External repos — what exists beyond the minimal loop

The public screen-capture + LLM vision ecosystem now covers the full range from the minimal loop to full computer-use agents. Sorted by distance from godding's current shape:

Closest to godding's current shape

Anthropic Computer-Use Demo — reference loop: screenshot → Claude 3.5 Sonnet → coordinates + actions → repeat. Godding's /look is this loop minus the action step. Good reference for extending to action-capable eyeing.

Claude Video Vision — Claude Code plugin. Extracts frames via ffmpeg; processes audio separately. The temporal extension: /look today captures one frame; video vision captures a session replay.

Element extraction (reduces LLM noise)

OmniParser (Microsoft) — parses UI screenshots → structured element data (bounding boxes, text, icons). Front-ends GPT-4V for action generation. The key insight: structured element extraction before LLM vision reduces hallucination about element positions and identities. Worth integrating as a pre-pass in /multilook.

Persistent visual memory

Agentic Vision (agentralabs) — captures screenshots → embeds via CLIP ViT-B/32 → recalls by similarity + metadata. MCP server + Rust core. Closest to "visual memory across sessions" — godding has no persistent visual memory; every /look is amnesiac.

Browser-specific

browser-use — web automation with vision mode (auto / always / never). Playwright + LLM. For the MkDocs-checking use case, this gives programmatic navigation + screenshot without manual browser positioning.

mcp-browser-screenshot / browserloop — Playwright MCP servers. Low-friction integration; godding could add one to .claude/settings.json for remote browser oversight without touching screenshot.sh.

State machines beyond the single shot

ScreenAgent (IJCAI-24) — adds plan→action→reflection state machine around the screenshot loop. Supports GPT-4V, LLaVA-1.5, CogAgent. The "reflection" step is the structural gap in godding's current /look — it sees once, reports, stops.

UI-TARS (ByteDance, 27K stars) — raw screenshot as sole input, outputs mouse/keyboard actions. No DOM/accessibility APIs. State-of-art on OSWorld.

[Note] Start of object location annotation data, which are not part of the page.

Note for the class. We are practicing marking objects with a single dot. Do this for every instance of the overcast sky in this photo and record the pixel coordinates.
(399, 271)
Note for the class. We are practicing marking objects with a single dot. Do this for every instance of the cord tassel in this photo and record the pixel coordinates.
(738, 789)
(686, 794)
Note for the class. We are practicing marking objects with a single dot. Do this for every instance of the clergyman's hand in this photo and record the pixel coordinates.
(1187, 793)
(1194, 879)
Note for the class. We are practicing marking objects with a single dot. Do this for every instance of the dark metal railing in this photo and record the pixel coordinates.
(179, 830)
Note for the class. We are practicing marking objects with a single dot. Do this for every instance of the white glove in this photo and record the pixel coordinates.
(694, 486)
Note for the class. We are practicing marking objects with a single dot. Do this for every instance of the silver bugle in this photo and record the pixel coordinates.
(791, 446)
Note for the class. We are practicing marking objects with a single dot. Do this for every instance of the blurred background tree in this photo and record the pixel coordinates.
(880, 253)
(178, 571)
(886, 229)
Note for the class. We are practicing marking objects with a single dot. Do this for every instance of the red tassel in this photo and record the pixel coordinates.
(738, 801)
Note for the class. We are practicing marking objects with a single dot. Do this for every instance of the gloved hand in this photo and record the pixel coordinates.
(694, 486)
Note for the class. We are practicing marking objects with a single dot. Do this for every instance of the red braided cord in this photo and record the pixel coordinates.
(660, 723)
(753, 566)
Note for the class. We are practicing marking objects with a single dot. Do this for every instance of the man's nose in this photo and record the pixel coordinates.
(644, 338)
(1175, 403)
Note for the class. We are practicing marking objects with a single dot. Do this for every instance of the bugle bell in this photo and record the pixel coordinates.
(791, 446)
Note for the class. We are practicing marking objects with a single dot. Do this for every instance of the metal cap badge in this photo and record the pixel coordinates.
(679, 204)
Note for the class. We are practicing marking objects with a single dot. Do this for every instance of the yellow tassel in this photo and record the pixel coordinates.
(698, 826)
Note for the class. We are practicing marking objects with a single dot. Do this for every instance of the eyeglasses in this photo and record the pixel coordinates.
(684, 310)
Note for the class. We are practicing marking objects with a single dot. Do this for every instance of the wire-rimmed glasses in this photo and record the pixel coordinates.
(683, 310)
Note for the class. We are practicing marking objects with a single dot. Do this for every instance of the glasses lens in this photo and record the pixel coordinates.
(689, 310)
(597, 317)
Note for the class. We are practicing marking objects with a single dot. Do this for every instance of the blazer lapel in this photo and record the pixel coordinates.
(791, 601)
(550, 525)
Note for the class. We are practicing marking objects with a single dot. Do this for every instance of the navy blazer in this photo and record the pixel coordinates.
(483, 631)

Reference for what "screenshot-only computer control" looks like at its best.


Priority action list

Priority Action
H Implement /multilook command (4 parallel Task agents, merge step)
H Fix GDI+ → WinRT capture for RDP/GPU-accelerated windows
M Add OmniParser pre-pass to /multilook for element extraction
M Add a periodic guard capture of swarm-watch terminal
L Add Agentic Vision / CLIP embedding for persistent visual memory across sessions
L Add browser-use MCP server for programmatic MkDocs navigation + screenshot

References

  • L-2057 (cited in source S629) — primary lesson from swarmgodmultiagentforage S629; screen-capture architecture findings.
  • microsoft/OmniParser (cited in body) — UI screenshot → structured element data (bounding boxes, text, icons); OmniParser pre-pass for element extraction.
  • agentralabs/agentic-vision (cited in body) — persistent visual memory via CLIP ViT-B/32 embeddings recalled by similarity; the "visual memory across sessions" pattern godding lacks.
  • niuzaisheng/ScreenAgent IJCAI-24 (cited in body) — plan→action→reflection state machine; reference for the reflection step the /look verb currently lacks.
  • bytedance/ui-tars (cited in body) — screenshot-only computer control, OSWorld SOTA (27K stars); reference ceiling for what screenshot-to-action looks like at its best.
  • SWARM-TOOLING-REPOS investigation — external repo catalog the S629 vision forage drew from; full forage notes at references/ai/forage-swarm-repos-s629.md.